On to the longer stories:

  • Anthropic boss rejects Pentagon demand to drop AI safeguards. Anthropic's terms of use explicitly prohibit the use of its model for population surveillance and fully automated weapons, leading to a very public fight between Anthropic CEO Dario Amodei and US government officials. Later, in a post on Truth Social, US President Trump said he was directing all US Government Agencies not to use Anthropic's technology. Not only would this be a huge loss for Anthropic, but it would also likely be a huge loss for many Federal Agencies. OpenAI's Sam Altman said in a statement to employees that the company shares Anthropic's usage redlines, yet somehow has not been caught in the President's ire.
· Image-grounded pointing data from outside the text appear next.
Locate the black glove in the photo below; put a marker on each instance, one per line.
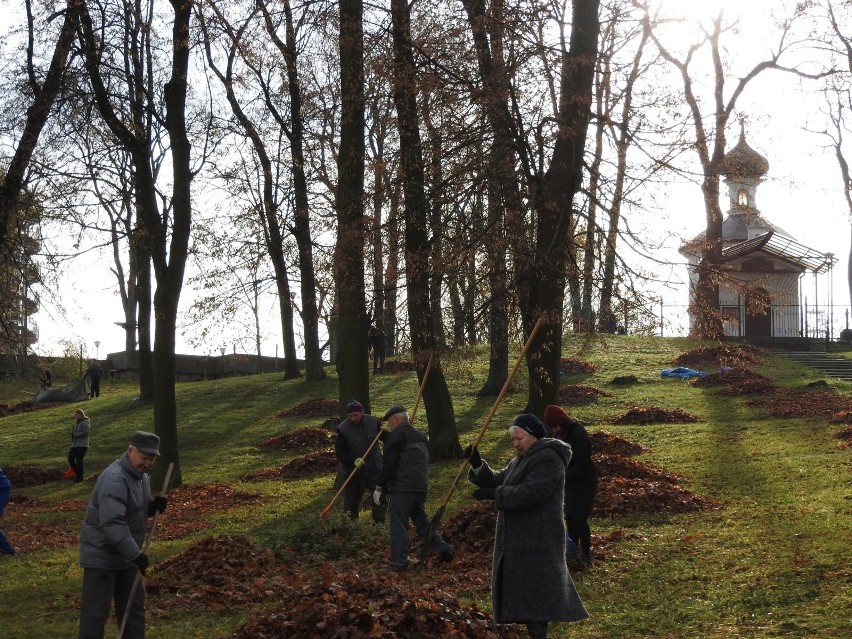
(472, 453)
(157, 505)
(141, 561)
(484, 493)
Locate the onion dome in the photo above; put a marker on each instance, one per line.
(743, 162)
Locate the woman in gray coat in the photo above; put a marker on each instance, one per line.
(530, 583)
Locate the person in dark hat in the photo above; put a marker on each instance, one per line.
(112, 538)
(405, 477)
(581, 482)
(355, 434)
(530, 583)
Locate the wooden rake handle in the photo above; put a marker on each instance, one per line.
(145, 546)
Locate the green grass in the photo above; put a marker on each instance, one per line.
(773, 560)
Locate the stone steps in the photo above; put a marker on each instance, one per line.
(825, 363)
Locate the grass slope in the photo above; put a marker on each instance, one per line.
(773, 560)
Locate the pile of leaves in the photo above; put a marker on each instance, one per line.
(215, 573)
(571, 366)
(722, 355)
(312, 438)
(305, 466)
(312, 408)
(579, 394)
(737, 381)
(344, 604)
(606, 443)
(795, 404)
(845, 435)
(655, 415)
(394, 366)
(188, 505)
(26, 407)
(25, 476)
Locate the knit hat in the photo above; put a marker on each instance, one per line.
(554, 417)
(145, 442)
(531, 424)
(393, 410)
(354, 406)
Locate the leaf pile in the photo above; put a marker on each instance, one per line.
(312, 438)
(394, 366)
(842, 417)
(29, 534)
(655, 415)
(571, 366)
(305, 466)
(347, 606)
(188, 505)
(606, 443)
(574, 394)
(26, 476)
(26, 407)
(723, 355)
(793, 404)
(312, 408)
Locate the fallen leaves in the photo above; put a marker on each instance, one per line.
(573, 394)
(312, 408)
(305, 438)
(571, 366)
(655, 415)
(723, 355)
(305, 466)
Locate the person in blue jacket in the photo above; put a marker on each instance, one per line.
(5, 496)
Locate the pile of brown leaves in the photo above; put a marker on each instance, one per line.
(655, 415)
(25, 476)
(188, 505)
(305, 466)
(573, 394)
(794, 404)
(723, 355)
(394, 366)
(26, 407)
(312, 408)
(312, 438)
(737, 381)
(607, 443)
(845, 435)
(571, 366)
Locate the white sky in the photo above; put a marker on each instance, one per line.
(802, 194)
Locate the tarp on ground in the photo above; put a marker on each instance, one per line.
(75, 392)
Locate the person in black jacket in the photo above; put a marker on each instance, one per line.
(405, 475)
(581, 481)
(355, 434)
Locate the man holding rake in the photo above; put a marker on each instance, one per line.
(112, 540)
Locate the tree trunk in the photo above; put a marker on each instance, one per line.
(443, 436)
(349, 202)
(545, 272)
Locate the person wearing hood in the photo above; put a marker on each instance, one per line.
(79, 443)
(530, 583)
(581, 481)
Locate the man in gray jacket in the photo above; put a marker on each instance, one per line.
(405, 475)
(112, 538)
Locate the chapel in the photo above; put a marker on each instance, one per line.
(761, 290)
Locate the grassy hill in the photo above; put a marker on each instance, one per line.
(767, 555)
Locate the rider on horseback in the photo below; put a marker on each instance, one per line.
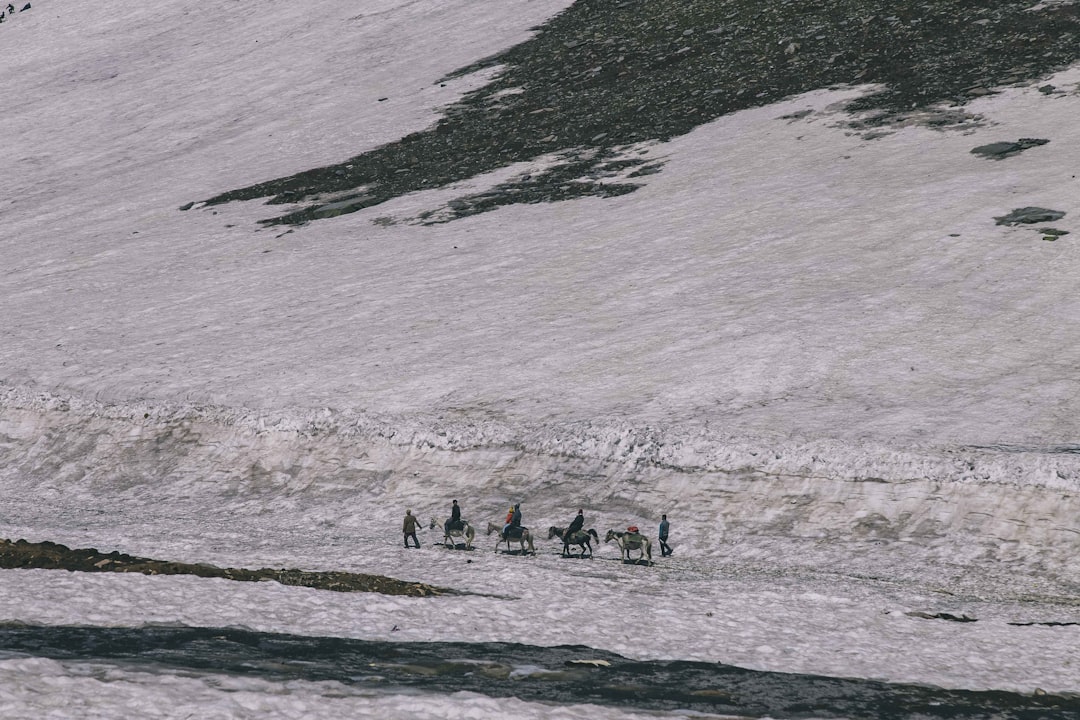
(513, 521)
(576, 525)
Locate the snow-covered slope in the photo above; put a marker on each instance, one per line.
(809, 342)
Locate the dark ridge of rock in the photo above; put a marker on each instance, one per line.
(1029, 216)
(1002, 150)
(567, 677)
(51, 556)
(941, 615)
(605, 77)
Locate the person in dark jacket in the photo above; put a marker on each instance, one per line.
(455, 521)
(409, 526)
(515, 521)
(665, 549)
(577, 524)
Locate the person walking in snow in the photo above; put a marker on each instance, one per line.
(455, 521)
(514, 521)
(665, 549)
(409, 526)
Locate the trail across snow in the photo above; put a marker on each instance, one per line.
(851, 391)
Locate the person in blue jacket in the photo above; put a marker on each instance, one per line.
(665, 549)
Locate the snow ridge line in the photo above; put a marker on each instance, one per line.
(677, 449)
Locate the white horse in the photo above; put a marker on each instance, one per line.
(466, 531)
(525, 537)
(579, 538)
(631, 541)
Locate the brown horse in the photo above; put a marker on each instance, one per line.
(579, 538)
(524, 538)
(467, 532)
(631, 541)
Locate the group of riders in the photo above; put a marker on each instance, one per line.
(512, 527)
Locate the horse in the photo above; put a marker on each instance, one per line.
(525, 537)
(579, 538)
(631, 541)
(466, 531)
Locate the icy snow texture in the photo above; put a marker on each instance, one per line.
(783, 313)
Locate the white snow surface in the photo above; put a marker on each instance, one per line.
(851, 391)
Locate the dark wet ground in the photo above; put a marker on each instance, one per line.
(608, 73)
(562, 675)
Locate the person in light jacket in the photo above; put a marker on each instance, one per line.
(409, 526)
(665, 549)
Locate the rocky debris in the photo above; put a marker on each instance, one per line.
(941, 615)
(51, 556)
(1029, 216)
(607, 76)
(1052, 233)
(1004, 149)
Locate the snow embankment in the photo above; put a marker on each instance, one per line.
(324, 464)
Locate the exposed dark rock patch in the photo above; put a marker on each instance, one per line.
(1052, 233)
(51, 556)
(1029, 216)
(607, 76)
(1002, 150)
(561, 676)
(941, 615)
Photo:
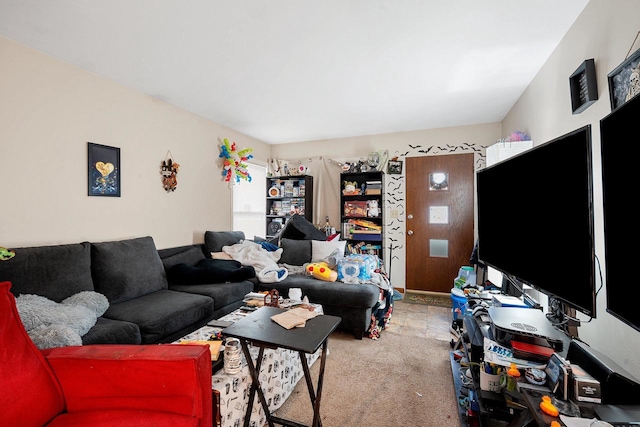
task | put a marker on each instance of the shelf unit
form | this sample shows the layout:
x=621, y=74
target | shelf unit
x=362, y=212
x=287, y=196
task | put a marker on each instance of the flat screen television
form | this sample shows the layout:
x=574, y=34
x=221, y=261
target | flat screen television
x=535, y=219
x=620, y=179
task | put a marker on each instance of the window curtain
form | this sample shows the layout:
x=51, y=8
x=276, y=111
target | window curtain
x=326, y=184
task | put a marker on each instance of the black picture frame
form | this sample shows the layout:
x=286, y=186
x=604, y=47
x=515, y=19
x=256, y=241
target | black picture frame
x=583, y=86
x=394, y=167
x=621, y=88
x=103, y=164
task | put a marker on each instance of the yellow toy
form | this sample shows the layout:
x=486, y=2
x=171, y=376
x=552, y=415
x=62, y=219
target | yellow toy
x=321, y=271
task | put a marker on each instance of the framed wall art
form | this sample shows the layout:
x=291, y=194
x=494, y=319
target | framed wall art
x=583, y=86
x=103, y=170
x=394, y=167
x=624, y=80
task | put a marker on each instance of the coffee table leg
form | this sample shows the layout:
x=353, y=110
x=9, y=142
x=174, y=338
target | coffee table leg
x=254, y=370
x=315, y=396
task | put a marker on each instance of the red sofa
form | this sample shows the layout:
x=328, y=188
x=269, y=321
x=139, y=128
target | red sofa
x=100, y=385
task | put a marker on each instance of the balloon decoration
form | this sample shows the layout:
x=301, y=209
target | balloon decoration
x=235, y=167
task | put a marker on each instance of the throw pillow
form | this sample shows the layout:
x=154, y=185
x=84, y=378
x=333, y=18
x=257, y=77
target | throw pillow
x=322, y=250
x=215, y=240
x=220, y=255
x=295, y=252
x=208, y=271
x=189, y=256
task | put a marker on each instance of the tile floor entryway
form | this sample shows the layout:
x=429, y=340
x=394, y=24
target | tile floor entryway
x=421, y=320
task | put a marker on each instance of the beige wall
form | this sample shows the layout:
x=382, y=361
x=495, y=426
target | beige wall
x=49, y=110
x=605, y=31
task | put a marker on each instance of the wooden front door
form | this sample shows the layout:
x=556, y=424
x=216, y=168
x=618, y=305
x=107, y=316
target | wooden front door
x=439, y=220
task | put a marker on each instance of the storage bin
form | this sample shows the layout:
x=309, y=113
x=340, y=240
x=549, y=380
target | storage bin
x=458, y=301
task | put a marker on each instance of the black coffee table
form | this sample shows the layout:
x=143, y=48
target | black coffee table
x=259, y=330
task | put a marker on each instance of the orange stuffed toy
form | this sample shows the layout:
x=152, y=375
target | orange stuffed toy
x=321, y=271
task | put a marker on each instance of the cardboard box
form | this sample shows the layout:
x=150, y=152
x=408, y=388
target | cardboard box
x=585, y=387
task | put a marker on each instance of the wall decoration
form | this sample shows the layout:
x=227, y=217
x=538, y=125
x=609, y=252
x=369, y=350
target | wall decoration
x=234, y=162
x=624, y=81
x=169, y=172
x=583, y=86
x=394, y=166
x=6, y=254
x=103, y=170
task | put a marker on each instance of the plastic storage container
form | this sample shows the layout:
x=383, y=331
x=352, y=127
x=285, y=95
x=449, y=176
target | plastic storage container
x=459, y=302
x=466, y=276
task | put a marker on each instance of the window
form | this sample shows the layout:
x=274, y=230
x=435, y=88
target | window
x=249, y=201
In the short term, this might seem like a win for OpenAI, but the situation seems very fluid. It seems unlikely that the US government could sustainably ban the use of all frontier models from all operations. A counterargument is whether companies can expect to sell technology to military customers and retain control over its use. The real question is just whether model labs will be able to hold their red line on usage, or whether this would ultimately result in appropriation of the technology in some form. For military equipment, the US military would be able to choose suppliers that do not insist on such clauses. For AI, it isn't clear whether such suppliers will exist.
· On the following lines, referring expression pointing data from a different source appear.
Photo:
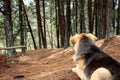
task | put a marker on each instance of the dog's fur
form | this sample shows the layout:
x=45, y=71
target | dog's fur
x=92, y=63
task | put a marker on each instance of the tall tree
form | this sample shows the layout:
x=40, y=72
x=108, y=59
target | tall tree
x=57, y=26
x=82, y=16
x=61, y=18
x=98, y=18
x=68, y=24
x=44, y=20
x=22, y=37
x=39, y=24
x=90, y=16
x=29, y=26
x=8, y=26
x=109, y=10
x=118, y=19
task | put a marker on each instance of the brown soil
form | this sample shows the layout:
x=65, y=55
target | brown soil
x=49, y=64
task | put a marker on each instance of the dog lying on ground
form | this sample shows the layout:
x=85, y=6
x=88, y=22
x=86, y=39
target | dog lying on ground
x=92, y=63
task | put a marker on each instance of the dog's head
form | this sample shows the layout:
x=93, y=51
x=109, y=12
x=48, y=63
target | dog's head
x=77, y=37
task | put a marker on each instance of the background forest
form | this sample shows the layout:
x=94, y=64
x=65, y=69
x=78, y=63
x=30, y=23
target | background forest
x=50, y=23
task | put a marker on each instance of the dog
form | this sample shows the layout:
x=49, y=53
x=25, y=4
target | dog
x=92, y=63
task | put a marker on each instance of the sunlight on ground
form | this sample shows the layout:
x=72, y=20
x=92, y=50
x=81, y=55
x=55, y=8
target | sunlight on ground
x=27, y=2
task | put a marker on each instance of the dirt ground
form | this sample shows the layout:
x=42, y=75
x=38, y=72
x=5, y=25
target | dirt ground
x=49, y=64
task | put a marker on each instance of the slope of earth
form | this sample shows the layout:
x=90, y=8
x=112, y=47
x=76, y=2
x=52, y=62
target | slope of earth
x=50, y=64
x=43, y=64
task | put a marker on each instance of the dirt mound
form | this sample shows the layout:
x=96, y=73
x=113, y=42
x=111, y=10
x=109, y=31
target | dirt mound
x=42, y=64
x=50, y=64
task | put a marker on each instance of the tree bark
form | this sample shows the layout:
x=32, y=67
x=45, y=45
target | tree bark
x=68, y=25
x=8, y=26
x=29, y=26
x=82, y=16
x=22, y=37
x=90, y=17
x=118, y=20
x=61, y=20
x=57, y=26
x=39, y=24
x=44, y=20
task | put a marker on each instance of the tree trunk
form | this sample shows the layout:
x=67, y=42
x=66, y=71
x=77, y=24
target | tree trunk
x=29, y=26
x=44, y=20
x=109, y=5
x=39, y=24
x=57, y=26
x=118, y=20
x=61, y=20
x=22, y=37
x=82, y=16
x=68, y=25
x=8, y=26
x=98, y=18
x=90, y=16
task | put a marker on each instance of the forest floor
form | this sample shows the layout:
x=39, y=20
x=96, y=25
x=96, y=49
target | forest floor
x=50, y=64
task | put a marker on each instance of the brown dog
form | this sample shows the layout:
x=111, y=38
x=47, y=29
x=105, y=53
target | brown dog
x=92, y=63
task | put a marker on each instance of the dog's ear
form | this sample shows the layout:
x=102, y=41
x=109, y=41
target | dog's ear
x=74, y=38
x=94, y=38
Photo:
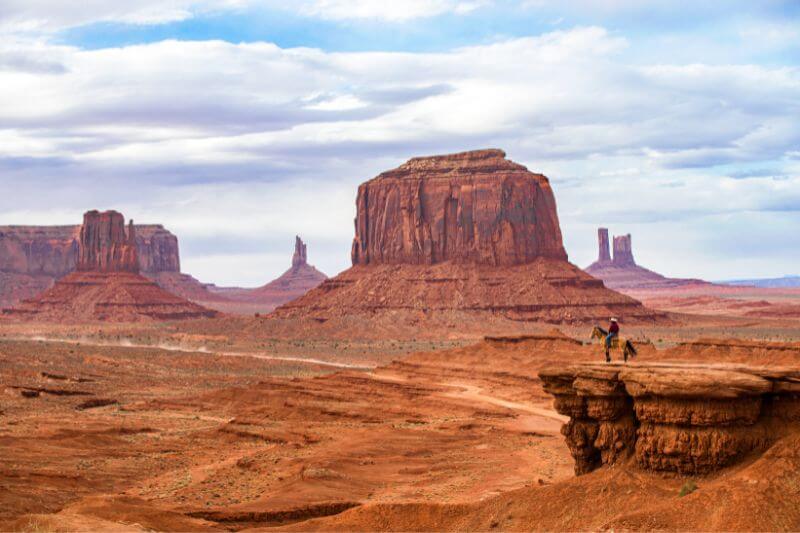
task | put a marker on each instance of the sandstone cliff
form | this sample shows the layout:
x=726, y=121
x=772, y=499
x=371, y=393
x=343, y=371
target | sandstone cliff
x=621, y=271
x=107, y=285
x=473, y=207
x=32, y=258
x=295, y=282
x=470, y=232
x=679, y=417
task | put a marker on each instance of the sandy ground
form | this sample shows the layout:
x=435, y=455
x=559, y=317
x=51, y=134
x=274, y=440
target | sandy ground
x=185, y=427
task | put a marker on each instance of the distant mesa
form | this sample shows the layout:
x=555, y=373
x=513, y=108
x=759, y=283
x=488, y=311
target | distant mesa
x=32, y=258
x=469, y=232
x=621, y=271
x=106, y=285
x=295, y=282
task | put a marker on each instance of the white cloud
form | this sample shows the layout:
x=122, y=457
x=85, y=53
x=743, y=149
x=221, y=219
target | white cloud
x=246, y=140
x=390, y=10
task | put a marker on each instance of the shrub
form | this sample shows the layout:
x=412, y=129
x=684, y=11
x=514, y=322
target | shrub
x=687, y=488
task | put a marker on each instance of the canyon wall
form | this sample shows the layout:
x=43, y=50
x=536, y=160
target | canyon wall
x=471, y=207
x=677, y=417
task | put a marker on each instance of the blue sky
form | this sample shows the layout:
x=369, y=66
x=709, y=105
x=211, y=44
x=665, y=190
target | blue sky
x=239, y=123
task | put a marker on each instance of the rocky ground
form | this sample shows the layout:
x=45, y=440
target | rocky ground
x=226, y=430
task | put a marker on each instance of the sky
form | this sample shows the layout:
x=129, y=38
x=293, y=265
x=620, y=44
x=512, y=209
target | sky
x=240, y=123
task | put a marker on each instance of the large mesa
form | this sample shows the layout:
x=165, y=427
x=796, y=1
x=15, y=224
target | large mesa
x=473, y=207
x=32, y=258
x=107, y=284
x=469, y=233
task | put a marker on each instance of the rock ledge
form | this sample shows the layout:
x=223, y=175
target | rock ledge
x=685, y=418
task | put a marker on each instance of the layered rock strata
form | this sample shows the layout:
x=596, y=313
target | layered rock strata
x=107, y=285
x=32, y=258
x=473, y=207
x=677, y=417
x=470, y=232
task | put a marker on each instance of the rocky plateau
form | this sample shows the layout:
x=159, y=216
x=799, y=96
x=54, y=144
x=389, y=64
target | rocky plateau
x=469, y=232
x=106, y=285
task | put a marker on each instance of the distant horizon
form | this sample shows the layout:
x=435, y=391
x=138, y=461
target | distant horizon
x=239, y=124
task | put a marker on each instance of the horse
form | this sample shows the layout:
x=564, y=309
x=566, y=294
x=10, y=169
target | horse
x=621, y=343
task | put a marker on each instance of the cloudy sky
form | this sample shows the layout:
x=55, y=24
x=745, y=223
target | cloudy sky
x=239, y=123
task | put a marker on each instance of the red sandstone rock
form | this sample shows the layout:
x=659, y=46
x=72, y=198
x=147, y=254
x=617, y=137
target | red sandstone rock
x=32, y=258
x=473, y=207
x=107, y=285
x=467, y=232
x=293, y=283
x=686, y=418
x=604, y=255
x=622, y=272
x=105, y=247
  • We're making @blocks smaller today. In an announcement on X.com earlier this week, the CEO of Block Inc (the publicly listed payments provider) announced that it would be reducing its staff from 10,000 to 6,000 in response to accelerating efficiencies from AI. In his post, he outlined his thinking that such reductions in force were an inevitability, and it was better to carry them out all at once rather than executing them as a drawn-out set of adjustments over the next few years. The layoffs led to a lot of media commentary, and there is plenty of other job displacement commentary in the air. Square is a highly technical company, and hence it is perhaps unsurprising that change happens at such organizations first. However, it seems clear that significant job losses will occur across white-collar sectors over the coming years. Society really does have to prepare for this.
  • The accidental hacker: how one man gained control of 7,000 robots. You may want to check your DJI Romo home-cleaning robot and patch it. Earlier this week a Spanish engineer realized that his cleaning robots server communications were insecure enough to allow him to see camera feeds, maps and other information from devices all over the world.
  • The Persona Selection Model: Why AI Assistants might Behave like Humans. Anthropic has an interesting post on its blog about its research on instilling personas into its Claude series of models. Users already experience Claude as having a certain personality, and OpenAI allows users to customize the tone of their ChatGPT model. This work goes further and digs into how such training could be done deeper in the model. The big takeaway is that by training personas more deeply into models, it is likely to make interacting with them in an anthropomorphised way more effective. It seems to me that, as humans, we will get used to the characters of our AI systems just as we'll get used to their capabilities. Almost all our evolutionary apparatus is designed to interact with other humans; we can't help but apply that to these new human-like interactions. What seems key is keeping the model's underlying actions consistent with the persona it displays.
  • A neural network for modeling human concept formation, understanding, and communication. I think one of the key things missing in current LLM architectures is the formation of better abstractions and higher-level concepts. It seems that this currently only forms when they are also explicit in training data, and LLMs are getting better at relating the abstract to the concrete. To actually form new associations, though, more work needs to be done. This paper makes some progress towards abstraction learning by layering in an explicit abstraction learning component to training. The early results show the ability to (and the utility of) learning parallel, highly compressed representations of multiple concepts. There's still a long way to go since humans often infer such generalizations in one shot, but interesting progress.

Wishing you a safe and productive week. Hoping for peace in the various conflicts around the world.